W 2018 roku został pan Ministrem Rolnictwa i Rozwoju Wsi, jednak w 2020 stracił pan stanowisko.
Tak. Za sprzeciw wobec krzywdzącej polską wieś tzw. piątki dla zwierząt. Chociaż byłem poinformowany, że za głosowanie przeciw decyzji PiS będę zdymisjonowany, to doszedłem do wniosku, że zasady i uczciwość wobec siebie i wyborców są ważniejsze niż funkcja ministra. Miałem rację, co po latach przyznali moi oponenci, a ówczesne propozycje uderzające w polską wieś wywołały opór i sprzeciw wobec PiS wśród rolników. Moje działania jako ministra rolnictwa były przez mieszkańców dobrze oceniane. Po dymisji około 75 tysięcy rolników w Warszawie protestowało przeciwko odwołaniu swojego ministra. Popularny był #muremzaArdanem. To absolutny ewenement, bo ministrowie rolnictwa w Polsce najczęściej odchodzili w niesławie, a chłopi cieszyli się, że pozbyli się szkodnika. Ja byłem chyba pierwszym w historii ministrem, którego chłopi bronili. Chciałbym kontynuować działania, które wtedy rozpocząłem, a niestety zostały zmarnowane.
Zdecydował się pan kandydować do Sejmu ponownie. Dlaczego?
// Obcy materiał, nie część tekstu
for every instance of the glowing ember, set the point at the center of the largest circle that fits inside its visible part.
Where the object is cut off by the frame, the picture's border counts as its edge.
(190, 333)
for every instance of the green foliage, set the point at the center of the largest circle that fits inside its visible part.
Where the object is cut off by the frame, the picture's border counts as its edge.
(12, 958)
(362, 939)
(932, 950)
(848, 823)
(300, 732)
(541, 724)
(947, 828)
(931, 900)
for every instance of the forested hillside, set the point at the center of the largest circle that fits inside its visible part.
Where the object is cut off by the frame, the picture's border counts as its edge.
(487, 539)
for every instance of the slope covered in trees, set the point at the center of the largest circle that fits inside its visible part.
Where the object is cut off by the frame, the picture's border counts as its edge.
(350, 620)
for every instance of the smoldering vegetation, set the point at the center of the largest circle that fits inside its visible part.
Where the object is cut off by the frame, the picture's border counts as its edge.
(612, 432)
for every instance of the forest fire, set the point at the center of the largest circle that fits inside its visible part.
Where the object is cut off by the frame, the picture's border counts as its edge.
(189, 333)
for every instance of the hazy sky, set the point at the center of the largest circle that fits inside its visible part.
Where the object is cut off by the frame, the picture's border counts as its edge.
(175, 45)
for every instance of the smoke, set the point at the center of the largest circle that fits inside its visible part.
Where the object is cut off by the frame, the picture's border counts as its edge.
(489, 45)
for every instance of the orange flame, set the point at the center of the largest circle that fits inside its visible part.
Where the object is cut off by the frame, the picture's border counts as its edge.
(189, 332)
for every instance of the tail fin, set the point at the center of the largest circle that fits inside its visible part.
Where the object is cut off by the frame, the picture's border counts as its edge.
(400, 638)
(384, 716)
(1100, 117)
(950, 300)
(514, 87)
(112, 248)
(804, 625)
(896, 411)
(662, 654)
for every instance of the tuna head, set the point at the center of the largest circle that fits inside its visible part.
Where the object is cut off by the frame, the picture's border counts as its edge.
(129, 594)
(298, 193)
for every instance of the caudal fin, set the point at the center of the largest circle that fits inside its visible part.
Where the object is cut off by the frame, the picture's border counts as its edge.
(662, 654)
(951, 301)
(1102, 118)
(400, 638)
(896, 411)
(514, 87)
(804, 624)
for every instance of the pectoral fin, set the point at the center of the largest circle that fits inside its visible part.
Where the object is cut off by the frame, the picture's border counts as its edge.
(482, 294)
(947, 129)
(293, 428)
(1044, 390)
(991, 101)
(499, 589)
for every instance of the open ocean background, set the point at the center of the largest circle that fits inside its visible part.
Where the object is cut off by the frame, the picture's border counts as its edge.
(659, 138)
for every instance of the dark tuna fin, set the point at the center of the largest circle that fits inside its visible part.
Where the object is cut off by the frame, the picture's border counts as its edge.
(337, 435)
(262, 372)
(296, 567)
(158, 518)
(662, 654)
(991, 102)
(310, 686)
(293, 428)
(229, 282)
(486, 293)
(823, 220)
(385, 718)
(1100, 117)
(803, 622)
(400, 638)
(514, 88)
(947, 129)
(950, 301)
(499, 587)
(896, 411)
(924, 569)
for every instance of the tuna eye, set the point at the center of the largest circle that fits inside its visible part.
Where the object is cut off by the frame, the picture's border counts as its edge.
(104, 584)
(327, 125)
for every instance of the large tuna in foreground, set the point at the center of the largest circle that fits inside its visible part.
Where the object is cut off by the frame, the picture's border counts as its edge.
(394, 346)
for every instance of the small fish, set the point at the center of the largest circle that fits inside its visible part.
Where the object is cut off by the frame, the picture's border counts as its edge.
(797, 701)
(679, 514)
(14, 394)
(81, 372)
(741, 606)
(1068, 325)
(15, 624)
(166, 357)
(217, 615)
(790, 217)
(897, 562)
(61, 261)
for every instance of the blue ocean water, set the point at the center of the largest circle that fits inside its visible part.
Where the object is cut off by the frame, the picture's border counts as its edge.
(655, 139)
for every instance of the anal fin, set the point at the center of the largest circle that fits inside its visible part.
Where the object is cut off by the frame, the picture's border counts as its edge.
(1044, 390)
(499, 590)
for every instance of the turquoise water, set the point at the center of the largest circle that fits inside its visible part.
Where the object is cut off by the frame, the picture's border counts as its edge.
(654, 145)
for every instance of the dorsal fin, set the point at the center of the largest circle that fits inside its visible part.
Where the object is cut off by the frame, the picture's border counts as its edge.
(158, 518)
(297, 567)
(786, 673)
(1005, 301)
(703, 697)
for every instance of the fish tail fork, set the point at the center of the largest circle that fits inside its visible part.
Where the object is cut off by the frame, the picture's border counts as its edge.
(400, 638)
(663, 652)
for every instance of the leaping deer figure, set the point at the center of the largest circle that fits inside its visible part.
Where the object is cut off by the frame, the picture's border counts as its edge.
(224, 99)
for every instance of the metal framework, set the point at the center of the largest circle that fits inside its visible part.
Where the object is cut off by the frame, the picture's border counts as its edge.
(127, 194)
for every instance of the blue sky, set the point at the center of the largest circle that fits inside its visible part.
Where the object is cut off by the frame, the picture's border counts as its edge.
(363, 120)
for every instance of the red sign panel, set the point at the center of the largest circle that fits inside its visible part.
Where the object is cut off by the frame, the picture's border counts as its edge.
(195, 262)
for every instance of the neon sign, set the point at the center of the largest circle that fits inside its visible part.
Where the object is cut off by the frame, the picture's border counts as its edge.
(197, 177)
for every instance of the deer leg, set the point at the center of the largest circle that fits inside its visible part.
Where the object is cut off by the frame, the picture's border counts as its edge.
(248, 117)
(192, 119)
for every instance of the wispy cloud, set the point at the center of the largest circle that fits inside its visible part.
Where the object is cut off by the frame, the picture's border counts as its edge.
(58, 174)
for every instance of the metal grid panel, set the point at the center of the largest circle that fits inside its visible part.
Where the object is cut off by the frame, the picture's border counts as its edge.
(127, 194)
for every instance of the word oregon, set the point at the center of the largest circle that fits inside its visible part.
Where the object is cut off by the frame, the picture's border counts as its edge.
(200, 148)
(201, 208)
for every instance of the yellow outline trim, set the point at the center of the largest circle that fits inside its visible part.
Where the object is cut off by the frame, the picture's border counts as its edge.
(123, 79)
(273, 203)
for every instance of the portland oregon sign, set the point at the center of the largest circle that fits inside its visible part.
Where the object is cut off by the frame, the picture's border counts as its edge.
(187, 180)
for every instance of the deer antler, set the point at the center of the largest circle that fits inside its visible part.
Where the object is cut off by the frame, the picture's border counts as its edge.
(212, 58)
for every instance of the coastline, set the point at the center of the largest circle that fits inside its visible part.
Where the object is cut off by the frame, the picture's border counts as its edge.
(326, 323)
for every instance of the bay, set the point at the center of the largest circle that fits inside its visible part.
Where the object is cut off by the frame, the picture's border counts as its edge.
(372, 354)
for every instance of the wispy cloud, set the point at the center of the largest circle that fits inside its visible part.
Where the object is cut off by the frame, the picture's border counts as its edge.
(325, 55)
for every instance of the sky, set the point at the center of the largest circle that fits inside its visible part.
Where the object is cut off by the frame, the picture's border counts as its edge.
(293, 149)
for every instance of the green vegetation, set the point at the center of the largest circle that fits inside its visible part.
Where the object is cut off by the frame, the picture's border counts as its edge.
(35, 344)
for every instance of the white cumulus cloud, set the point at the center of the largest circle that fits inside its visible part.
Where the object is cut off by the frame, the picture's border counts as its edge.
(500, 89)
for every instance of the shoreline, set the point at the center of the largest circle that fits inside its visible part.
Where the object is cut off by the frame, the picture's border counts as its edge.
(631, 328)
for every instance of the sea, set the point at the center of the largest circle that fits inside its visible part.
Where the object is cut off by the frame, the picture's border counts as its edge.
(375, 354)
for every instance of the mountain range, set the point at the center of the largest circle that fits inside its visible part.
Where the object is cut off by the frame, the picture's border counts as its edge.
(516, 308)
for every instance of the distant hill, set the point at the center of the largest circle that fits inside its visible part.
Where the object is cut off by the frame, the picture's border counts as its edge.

Podjąłem tę decyzję po dużym namyśle. Rozważałem również wycofanie się z polityki, która zaczyna mnie coraz bardziej irytować. Nie polityka w czystej formie, bo ta według Arystotelesa, jest mądrą troską o wspólne dobro. Brzydzić się trzeba patologiami z nią związanymi, czyli korupcją, nepotyzmem i wykorzystywaniem publicznych stanowisk do prywatnych celów. To powinno być piętnowane, a nie działalność na rzecz społeczeństwa. Podjąłem decyzję, dlatego że dostrzegam pozytywne przemiany w PiS. Jestem z partią związany od 22 lat od chwili powstania. Zaczynam być wręcz na naszym terenie taką historią PiS-u. Popełniono wiele błędów, choćby ta „piątka dla zwierząt”, ale PiS, to formacja, która umie do błędu się przyznać i wyciągać z niego wnioski. Chcę realizować politykę korzystną dla polskiej wsi. Ja nie godzę się ze stwierdzeniem, że dobra polityka wobec wsi jest korzystna tylko dla mieszkańców wsi. Dobrze funkcjonujące rolnictwo jest potrzebne społeczeństwu, każdemu, kto codziennie chce mieć żywność na stole. Dlatego widząc chęć naprawy i kontynuacji tego programu rolnego, który dał PiS zwycięstwo 4 lata temu, podjąłem decyzję o kandydowaniu.
Jak postrzega pan obecnie polską wieś?
Sytuacja wokół Polski i polskiego rolnictwa jest trudna i nieprzewidywalna, zarówno w wymiarze międzynarodowym, jak i jego wpływu na politykę wewnętrzną. Coraz bardziej nielogiczna jest polityka Unii Europejskiej wobec rolnictwa europejskiego. Wręcz samobójcze niszczenie rolnictwa doprowadzi do uzależnienia 500 milionów ludzi w Unii od żywności importowanej. Są obawy związane z integracją Ukrainy z Unią i jej wpływem na rolnictwo, szczególnie w Polsce. To wszystko skłania mnie do dalszego zajmowania się sprawami rolnymi. Możemy brać udział w żywieniu ludzkości jako duży kraj rolniczy. Żywności brakuje. Polska może odgrywać istotną rolę w dostarczaniu jej tam, gdzie panuje głód. Jest to o tyle też ważne, że jeżeli nie dostarczymy żywności do północnej Afryki czy na Bliski Wschód, wtedy trudno będzie powstrzymać migrację do Europy.
Jak wyglądała pana praca w swoim okręgu?
Przez te trzy kadencje starałem się maksymalnie jak to możliwe dbać również o nasz region, pomagając samorządom w zdobywaniu środków na inwestycje, także zajmując się pomocą indywidualną. To są tysiące ludzi, którzy korzystali z dyżurów poselskich. Wspierając się bardzo dobrymi prawnikami, pomagaliśmy ludziom w indywidualnych problemach. Ja mam skrystalizowane poglądy prawicowe. Tak mnie ukształtowało życie i moi rodzice. Jeżeli chodzi o samorządy, to wyznaję zasadę, że chociaż różnimy się politycznie, to staram się pomagać. Nie przykładam miarki do barw politycznych wójta, burmistrza czy starosty, bo pomagam nie im, tylko ludziom, którzy tam mieszkają. Kiedyś po mnie i po tych samorządowcach ślad nie zostanie, a inwestycje, dobro, które się tworzy, pozostaną dla następnych pokoleń. Taką dewizę wyznaję, że każdy ma prawo do swoich poglądów. Ja jestem związany całe swoje życie z działalnością antykomunistyczną, mocno związany z Kościołem, polską centroprawicą i tradycją, ale szanuję również tych, którzy mają inne poglądy.